Antiangiogenic therapy

      Studies have shown that malignant glioma is a highly vascularized solid tumors, malignant gliomas in recent years, foreign scholars antiangiogenic therapy made many attempts, including thalidomide and bevacizumab. Which the United States Brain Tumor Center at Duke University completed a bevacizumab plus irinotecan (iri notecan, CPT-11) treatment of recurrent malignant glioma Phase Ⅱ clinical research data are encouraging, the overall objective response rate was 63 %, the median PFS was 23 weeks, 6 months PFS rates in grade Ⅳ and Ⅲ grade gliomas were 30% and 56%, median overall survival was 40 weeks. Based on results of this study, 2009 U.S. NCCN Clinical Practice Guidelines in Oncology recommend bevacizumab alone or in combination with CPT-11 program as a recurrent high-grade glioma is one of the salvage regimen.

      2009 FDA approval of bevacizumab (Avastin) in the conventional treatment for the condition continued to deteriorate under the conditions of glioblastoma multiforme (glioblastoma multiforme, GBM) patients.

      Investigational drugs

      Currently in clinical glioma drugs include: molecular targets for monoclonal antibodies such as bevacizumab and cetuximab; EGFR tyrosine kinase inhibitors and VEGF tyrosine kinase inhibitors such as Cediranib and Lapatinib, as well as serine - threonine kinase inhibitor Enzastaurin, integrin antagonists Cilengitide (Cilengitide) and so on.

      Enzastaurin EU and FDA approved in 2006 Enzastaurin as pleomorphic glioblastoma rare disease drug.

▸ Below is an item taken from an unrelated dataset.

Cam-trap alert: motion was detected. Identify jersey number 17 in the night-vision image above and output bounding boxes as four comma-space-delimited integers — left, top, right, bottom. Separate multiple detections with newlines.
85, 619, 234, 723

This medicine is used recurrent pleomorphic glioblastoma Phase Ⅱ trial results have been published in the American Society of Clinical Oncology. Enrolled 92 patients, the use of 500mg a day after Enzastaurin response rate of 20 to 25%. Enzastaurin well tolerated, the most common side effects are reduced platelets. Enzastaurin can inhibit tumor cell growth, survival and angiogenesis. It does this by inhibiting PKC-B and PI3 kinase / AKT pathway and reduce cancer cell survival. Phase Ⅲ clinical drug studies are in progress.

      Cilengitide in pleomorphic glioblastoma (GBM) patients with newly diagnosed stage Ⅱ conducted an independent study shows Cilengitide combined chemoradiotherapy (concomitant and adjuvant temozolomide plus radiotherapy) may prolong survival. Cilengitide as the first integrin inhibitor anticancer drugs, has entered Phase Ⅲ clinical development. It targeted to the tumor and the tumor with nutrients, and promote the growth of cancer cells in the blood supply structure.

      Cilengitide Phase Ⅱ clinical study's primary endpoint showed Cilengitide 2000mg treatment group are higher than the 500mg group overall survival trend. The median survival time was 18.9 months (95% CI16.6-21.9), 12-month follow-up, overall survival was 79.5% (95% CI71-87).

      Merck Oncology Group executive vice president, said Dr. Wolfgang Wein Cilengitide treat this devastating disease with possibilities.